Electricity providers can be limited in their ability to pass increases in their own costs onto consumers, particularly in the short-term. Still, “The evidence that we see is that there is a strong correlation between the movement of the wholesale prices and what happened with the retail prices,” EIA analyst Tyler Hodge said in an interview.

In its report, the EIA broke down average residential prices by nine regions, and New England was far and away the leading force in pushing the national average higher in the first six months of the year, showing an 11.8 percent increase. The Mid-Atlantic region was next at 6.7 percent. The price of electricity rose least in regions in the western Plains and actually fell by 2.5 percent on the West Coast, although the EIA said that excluding a billing anomaly the prices were actually higher in that region, although by just 0.9 percent.

Hodge said that the rise in the price of electricity for the first half of 2014 particularly stands out because price increases have been tame in recent years, at 2 percent or below from 2010 through last year, for those full years. Go back to before the crash, to 2006, and you find U.S. residential electricity price rose 10.3 percent.

“Growth rates have been relatively small compared to what we were often seeing earlier in the last decade,” Hodge said, a consequence at least in part attributable to increased natural gas production.

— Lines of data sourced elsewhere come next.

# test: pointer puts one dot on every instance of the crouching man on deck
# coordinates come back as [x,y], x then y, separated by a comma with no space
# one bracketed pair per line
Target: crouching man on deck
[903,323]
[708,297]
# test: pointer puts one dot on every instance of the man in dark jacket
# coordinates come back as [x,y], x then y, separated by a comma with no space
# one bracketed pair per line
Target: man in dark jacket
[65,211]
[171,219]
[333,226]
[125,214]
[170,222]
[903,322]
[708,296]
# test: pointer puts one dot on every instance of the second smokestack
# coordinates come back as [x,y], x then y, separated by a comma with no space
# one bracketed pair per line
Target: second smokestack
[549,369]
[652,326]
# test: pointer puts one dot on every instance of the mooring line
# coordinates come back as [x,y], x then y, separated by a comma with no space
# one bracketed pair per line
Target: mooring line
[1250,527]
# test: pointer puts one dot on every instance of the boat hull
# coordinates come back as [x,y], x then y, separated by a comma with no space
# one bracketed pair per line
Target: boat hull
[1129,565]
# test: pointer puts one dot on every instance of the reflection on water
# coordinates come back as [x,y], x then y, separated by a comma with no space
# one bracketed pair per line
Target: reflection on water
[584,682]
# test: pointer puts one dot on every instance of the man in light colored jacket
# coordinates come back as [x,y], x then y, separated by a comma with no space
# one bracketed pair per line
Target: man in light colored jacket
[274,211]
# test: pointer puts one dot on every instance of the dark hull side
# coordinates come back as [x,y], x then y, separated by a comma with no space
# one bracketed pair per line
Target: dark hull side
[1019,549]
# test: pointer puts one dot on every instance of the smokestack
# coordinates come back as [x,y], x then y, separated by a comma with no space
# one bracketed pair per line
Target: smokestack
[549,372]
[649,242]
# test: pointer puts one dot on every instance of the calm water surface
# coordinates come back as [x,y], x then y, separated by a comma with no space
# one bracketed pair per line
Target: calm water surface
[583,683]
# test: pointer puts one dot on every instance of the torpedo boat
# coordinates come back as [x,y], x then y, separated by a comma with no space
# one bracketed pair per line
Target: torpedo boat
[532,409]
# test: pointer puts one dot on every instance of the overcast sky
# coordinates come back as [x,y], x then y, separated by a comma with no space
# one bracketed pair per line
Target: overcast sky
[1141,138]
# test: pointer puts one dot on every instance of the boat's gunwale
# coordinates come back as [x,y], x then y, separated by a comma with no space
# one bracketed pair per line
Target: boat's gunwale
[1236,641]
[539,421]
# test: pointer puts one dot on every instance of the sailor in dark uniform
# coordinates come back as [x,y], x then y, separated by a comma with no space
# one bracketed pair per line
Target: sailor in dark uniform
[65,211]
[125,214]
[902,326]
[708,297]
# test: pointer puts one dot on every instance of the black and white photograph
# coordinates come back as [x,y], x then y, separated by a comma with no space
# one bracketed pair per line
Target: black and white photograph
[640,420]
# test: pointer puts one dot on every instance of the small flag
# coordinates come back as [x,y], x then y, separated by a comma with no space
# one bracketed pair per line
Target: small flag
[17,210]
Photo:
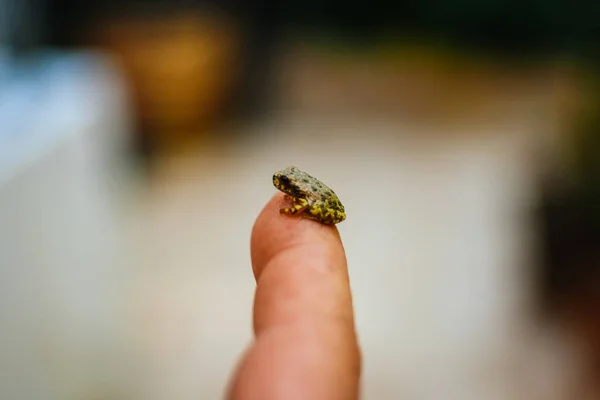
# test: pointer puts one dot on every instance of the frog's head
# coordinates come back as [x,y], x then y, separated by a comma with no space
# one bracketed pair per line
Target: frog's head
[287,181]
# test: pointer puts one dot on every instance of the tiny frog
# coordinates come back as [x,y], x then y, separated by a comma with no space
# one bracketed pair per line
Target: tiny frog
[311,198]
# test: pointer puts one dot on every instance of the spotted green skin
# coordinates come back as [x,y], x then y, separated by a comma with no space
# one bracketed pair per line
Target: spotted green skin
[311,198]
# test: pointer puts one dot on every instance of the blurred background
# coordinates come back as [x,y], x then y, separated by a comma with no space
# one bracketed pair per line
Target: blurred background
[137,145]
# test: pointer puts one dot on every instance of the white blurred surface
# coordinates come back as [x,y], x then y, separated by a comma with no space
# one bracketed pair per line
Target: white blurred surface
[62,124]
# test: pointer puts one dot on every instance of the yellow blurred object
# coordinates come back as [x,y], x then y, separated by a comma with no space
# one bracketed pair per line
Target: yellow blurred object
[179,66]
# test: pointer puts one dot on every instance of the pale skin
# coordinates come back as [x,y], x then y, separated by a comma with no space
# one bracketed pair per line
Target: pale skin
[305,344]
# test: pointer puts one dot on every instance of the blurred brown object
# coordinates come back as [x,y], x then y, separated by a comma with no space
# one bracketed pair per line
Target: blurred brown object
[180,68]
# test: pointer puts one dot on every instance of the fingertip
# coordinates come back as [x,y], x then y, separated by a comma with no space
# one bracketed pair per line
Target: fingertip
[274,232]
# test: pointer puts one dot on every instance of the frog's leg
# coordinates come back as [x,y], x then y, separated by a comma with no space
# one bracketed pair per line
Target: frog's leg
[299,206]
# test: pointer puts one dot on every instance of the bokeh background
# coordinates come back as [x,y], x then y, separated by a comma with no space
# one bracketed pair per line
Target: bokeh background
[137,144]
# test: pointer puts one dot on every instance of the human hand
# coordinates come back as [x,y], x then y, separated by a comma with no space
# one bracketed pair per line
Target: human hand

That drove the price of the fuel down to historic lows and led to a big increase in the share of generation from natural gas, from about 16 percent in 2000 to 30 percent in 2012.

While wholesale prices have been the big driver behind higher retail prices this year, the EIA noted that delivery costs are also increasing, “in part because utilities have been spending more on the transmission infrastructure necessary for delivering electricity to customers.”

As for the rest of the year, electricity rates follow a seasonal pattern, hitting a low point in December or January, then rising steadily to a peak around August before declining again. A forecast released last month by the EIA reflects that trend – the agency said it expects the U.S. average residential electricity price to increase 2.8 percent for the full year. The biggest increase will be in New England, the agency said, but at 8.5 percent the full-year rise there won’t be quite as steep as it had been for the first half of the year.